Google’s Daydream VR Coming Soon

Are you ready for Daydream VR? After Google’s announcement at the I/O 2016 conference in the spring, Daydream will finally see daylight. Google is pushing it on many fronts – from content production to sports licensing deals, video games and VR films. The company is lining up some big names from YouTube including the Dolan twins and Justine Ezarik (known as iJustine).

According to Lucas Shaw in Bloomberg,

The company is relying on apps, shorts and games to promote Daydream, a hybrid store and software service that Google hopes will be the dominant way people engage in virtual reality, much like Android is for smartphones. An update to Android software that will support Daydream began rolling out Monday. The idea is to encourage the growth of the technology and ensure Google maintains a central role in helping people find things to watch.

Mobile VR

Of course, Daydream VR is all about mobile VR. Google’s thinking here is clear – few have the money, space and patience to do a full-blown virtual reality room at home. The technology is changing rapidly, the gear unwieldy, and you have to choose between competing platforms. And Google wants to leverage their Android user base. They may be a little opaque about the numbers, but there are an estimated 1.5 billion Android users globally. If they start to redesign the OS to incorporate VR, it gives them a headset in the race with Facebook and Apple.

Will Google do a mobile VR headset? There were a flurry of rumors in the runup to I/O2016 but in the end, only standards were announced. Still, talk swirls of a Google headset or that Xiaomi will release a Daydream VR headset later this year. For what was essentially a disposable device, Google Cardboard was groundbreaking. But we wouldn’t be surprised to see multiple vendors announce Daydream VR headsets. And Google may do something on its own, if it is willing to take on the Oculus (Facebook) supported Gear VR offered by Samsung.

What Daydream VR Means for us

Virtual Reality at Sundance - Daydream VR could make these scenes more common
The screening of Lynette Wallworth’s Collisions at Sundance explores nuclear testing and the language of VR

Mobile VR lets you do virtual reality wherever you are and process a larger number of simultaneous viewers. And it’s easier to share the experience as you are usually accessing it through an app on your phone.

While high-end VR on an Oculus or HTC Vive is amazing, it’s isolating and largely a single user experience. And if it is a public event, the technology requires the help of an assistant. Mass audience friendly, it is not. Time and again, we’ve seen this setup at events and film festivals – people waiting in long lines to go through a virtual reality experience one at a time. There are a few exceptions to this – The Void sends people through their Ghostbuster multiplayer VR experience four at a time. But even here, they have assistants on hand to recharge batteries or help participants with technical issues.

Waiting in line for high-end VR
Waiting in line for the Oculus Rift experience at CES 2016

It’s a testament to the compelling power of virtual reality that people are actually willing to wait that long.

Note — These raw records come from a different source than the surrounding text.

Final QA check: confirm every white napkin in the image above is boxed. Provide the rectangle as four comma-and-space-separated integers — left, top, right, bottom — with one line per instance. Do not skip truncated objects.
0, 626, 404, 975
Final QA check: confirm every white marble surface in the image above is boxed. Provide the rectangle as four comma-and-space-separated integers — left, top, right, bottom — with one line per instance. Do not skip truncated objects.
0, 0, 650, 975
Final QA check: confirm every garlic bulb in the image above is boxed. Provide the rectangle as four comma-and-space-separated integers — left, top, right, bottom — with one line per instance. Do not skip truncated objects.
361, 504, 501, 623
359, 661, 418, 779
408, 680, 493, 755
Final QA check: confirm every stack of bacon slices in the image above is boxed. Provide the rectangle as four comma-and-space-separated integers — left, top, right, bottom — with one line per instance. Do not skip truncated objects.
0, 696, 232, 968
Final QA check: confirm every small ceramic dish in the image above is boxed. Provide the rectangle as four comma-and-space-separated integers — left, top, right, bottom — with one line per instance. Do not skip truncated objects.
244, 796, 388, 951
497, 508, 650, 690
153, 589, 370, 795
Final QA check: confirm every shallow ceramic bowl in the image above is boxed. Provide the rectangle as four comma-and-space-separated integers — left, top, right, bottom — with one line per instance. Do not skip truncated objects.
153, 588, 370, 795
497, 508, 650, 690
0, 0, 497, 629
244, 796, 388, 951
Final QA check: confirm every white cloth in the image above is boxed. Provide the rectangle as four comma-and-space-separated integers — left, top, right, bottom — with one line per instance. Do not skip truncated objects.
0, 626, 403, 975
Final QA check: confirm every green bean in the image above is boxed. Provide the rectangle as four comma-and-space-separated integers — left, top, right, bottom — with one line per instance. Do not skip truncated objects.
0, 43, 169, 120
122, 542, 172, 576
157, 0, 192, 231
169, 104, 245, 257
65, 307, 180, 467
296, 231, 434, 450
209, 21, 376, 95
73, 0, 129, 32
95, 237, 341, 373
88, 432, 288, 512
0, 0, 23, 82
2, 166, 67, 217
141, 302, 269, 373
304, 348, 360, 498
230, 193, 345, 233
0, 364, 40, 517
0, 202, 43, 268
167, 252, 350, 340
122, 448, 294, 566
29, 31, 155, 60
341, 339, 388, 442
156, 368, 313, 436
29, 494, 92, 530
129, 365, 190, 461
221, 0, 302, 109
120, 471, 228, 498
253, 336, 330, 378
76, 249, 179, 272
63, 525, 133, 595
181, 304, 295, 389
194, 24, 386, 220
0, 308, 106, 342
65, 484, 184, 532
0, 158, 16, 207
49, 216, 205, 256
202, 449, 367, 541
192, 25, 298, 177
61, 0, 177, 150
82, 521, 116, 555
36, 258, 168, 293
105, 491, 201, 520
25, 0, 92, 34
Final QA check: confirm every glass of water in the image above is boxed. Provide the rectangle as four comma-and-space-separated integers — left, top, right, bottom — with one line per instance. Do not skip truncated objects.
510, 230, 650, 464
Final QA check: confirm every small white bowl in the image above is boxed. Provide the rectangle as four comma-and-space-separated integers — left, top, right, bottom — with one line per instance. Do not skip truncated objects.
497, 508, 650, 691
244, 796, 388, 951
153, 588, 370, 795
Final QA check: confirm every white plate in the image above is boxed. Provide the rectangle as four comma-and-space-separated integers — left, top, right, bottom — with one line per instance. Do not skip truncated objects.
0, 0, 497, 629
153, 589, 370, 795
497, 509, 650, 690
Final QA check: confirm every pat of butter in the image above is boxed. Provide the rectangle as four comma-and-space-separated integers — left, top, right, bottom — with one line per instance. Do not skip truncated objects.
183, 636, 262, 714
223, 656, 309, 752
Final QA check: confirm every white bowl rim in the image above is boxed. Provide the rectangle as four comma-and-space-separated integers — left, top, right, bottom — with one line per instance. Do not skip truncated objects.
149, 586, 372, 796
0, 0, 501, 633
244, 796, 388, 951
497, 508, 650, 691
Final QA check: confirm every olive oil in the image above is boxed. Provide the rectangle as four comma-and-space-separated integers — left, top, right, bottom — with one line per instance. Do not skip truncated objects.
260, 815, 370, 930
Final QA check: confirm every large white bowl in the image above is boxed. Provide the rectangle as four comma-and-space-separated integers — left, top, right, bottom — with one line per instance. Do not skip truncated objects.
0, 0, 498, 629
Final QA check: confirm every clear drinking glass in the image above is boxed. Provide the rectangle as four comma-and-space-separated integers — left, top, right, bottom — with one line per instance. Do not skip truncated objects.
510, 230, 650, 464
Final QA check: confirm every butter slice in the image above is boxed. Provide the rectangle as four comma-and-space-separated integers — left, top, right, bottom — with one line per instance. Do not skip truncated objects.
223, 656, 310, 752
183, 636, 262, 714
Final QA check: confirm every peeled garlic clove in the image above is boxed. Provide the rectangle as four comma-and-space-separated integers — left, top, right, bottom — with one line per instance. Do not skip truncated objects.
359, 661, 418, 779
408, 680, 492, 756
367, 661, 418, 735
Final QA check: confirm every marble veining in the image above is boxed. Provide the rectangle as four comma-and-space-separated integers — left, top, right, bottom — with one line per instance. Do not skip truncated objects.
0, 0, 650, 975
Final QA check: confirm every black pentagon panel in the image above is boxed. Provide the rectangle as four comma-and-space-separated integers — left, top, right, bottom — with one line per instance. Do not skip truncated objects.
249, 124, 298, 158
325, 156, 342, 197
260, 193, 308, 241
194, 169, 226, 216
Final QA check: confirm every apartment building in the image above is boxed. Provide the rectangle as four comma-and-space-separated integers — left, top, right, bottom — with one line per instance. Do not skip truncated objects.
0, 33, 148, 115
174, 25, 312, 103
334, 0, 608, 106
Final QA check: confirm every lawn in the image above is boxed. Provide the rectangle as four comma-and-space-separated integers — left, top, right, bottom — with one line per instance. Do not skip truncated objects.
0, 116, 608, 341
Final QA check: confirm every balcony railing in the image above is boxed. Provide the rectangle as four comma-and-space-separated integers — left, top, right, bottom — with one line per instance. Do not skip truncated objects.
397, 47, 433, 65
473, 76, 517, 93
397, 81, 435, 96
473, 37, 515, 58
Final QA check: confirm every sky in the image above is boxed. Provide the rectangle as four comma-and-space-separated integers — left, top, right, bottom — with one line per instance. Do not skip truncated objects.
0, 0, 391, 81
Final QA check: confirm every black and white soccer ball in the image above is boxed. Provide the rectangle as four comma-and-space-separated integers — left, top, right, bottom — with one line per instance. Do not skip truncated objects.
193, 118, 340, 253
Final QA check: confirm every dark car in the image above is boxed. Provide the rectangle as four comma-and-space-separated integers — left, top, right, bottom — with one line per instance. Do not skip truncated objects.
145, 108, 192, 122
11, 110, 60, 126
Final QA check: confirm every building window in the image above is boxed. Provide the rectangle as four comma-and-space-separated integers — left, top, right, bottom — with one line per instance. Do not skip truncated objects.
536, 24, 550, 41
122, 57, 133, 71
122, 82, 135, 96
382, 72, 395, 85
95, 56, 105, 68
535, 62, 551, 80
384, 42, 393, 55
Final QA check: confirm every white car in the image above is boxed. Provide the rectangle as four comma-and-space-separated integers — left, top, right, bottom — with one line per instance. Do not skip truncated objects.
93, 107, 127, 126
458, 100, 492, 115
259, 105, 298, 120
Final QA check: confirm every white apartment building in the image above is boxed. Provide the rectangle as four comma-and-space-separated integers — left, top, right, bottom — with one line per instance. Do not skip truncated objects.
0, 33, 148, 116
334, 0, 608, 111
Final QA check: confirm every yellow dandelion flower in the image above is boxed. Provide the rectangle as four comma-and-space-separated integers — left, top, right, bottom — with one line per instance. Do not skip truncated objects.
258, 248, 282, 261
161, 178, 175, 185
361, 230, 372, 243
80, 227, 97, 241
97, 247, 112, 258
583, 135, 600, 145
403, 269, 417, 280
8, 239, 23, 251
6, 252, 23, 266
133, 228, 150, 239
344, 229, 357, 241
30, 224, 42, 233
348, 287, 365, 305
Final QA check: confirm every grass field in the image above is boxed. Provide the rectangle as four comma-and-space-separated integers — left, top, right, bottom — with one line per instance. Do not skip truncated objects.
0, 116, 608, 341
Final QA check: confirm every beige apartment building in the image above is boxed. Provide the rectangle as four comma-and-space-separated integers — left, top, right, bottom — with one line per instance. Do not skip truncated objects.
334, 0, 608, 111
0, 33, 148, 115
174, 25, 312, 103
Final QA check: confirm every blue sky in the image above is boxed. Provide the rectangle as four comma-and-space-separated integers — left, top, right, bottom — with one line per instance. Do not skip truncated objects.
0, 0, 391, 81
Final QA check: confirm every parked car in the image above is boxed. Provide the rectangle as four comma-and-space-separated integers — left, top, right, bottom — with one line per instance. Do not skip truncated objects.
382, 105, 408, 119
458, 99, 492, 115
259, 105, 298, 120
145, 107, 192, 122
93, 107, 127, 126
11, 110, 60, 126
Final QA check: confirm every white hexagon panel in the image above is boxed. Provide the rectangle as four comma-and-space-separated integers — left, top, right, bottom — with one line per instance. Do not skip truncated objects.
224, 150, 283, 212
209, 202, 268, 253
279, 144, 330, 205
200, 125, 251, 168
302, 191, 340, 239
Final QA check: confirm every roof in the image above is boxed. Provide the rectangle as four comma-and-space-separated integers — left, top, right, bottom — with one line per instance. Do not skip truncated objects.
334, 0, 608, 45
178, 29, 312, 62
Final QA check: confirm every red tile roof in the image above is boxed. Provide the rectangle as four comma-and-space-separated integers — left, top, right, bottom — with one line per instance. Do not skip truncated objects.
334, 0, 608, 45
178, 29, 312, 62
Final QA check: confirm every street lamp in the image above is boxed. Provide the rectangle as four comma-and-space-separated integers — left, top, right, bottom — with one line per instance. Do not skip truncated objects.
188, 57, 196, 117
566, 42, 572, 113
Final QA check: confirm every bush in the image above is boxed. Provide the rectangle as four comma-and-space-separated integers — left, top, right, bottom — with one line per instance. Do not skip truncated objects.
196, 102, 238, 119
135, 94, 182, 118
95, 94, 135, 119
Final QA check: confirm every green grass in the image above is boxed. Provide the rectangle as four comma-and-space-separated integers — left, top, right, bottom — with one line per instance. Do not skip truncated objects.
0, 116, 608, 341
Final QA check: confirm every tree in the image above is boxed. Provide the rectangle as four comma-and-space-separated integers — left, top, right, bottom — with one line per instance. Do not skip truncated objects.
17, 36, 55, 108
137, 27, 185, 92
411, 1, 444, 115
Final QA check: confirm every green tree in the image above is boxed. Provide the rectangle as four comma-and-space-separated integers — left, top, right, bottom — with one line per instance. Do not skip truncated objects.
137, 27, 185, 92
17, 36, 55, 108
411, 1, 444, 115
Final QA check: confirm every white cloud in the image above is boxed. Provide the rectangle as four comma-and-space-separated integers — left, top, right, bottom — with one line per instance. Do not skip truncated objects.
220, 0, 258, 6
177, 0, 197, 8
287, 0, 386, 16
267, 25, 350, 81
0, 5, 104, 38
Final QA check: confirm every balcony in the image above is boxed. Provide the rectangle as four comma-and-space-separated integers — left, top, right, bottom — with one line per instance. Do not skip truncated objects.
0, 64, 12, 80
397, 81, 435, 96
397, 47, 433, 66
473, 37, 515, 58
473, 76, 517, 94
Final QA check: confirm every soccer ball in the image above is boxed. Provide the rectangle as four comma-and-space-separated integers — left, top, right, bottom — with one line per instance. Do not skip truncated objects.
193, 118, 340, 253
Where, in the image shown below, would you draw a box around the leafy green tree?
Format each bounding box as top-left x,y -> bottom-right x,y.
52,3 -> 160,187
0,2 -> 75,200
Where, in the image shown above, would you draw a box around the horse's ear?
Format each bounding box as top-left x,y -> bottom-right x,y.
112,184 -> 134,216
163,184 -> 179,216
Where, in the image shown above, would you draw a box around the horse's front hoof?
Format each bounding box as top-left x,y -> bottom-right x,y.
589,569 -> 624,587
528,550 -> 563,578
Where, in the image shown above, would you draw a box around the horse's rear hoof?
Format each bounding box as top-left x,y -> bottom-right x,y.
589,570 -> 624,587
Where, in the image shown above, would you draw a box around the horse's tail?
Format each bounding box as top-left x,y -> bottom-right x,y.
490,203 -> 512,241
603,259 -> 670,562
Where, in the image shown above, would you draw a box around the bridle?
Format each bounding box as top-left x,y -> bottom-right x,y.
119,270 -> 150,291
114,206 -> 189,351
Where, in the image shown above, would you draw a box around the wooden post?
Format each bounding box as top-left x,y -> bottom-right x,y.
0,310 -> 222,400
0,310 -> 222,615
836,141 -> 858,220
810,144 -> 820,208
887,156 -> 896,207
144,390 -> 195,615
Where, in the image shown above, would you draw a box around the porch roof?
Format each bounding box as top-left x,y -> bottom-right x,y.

Mobile offers the possibility of simultaneous virtual experiences, opening VR to a far wider audience. It’s that recurring tension in technology – do you want the best possible versions of selected music or all music anywhere? Downloaded songs or Spotify?

Google’s emphasis on the 360 format with YouTube and their partnership with Hulu shows where they fall in this debate. And the Hulu arrangement may be only the beginning of a broader move into streaming VR experiences. In using VR in entertainment and education, there’s room for both approaches. But Google gets it – widespread adoption of virtual reality will come through mobile platforms. And if Google has its way – through Daydream VR.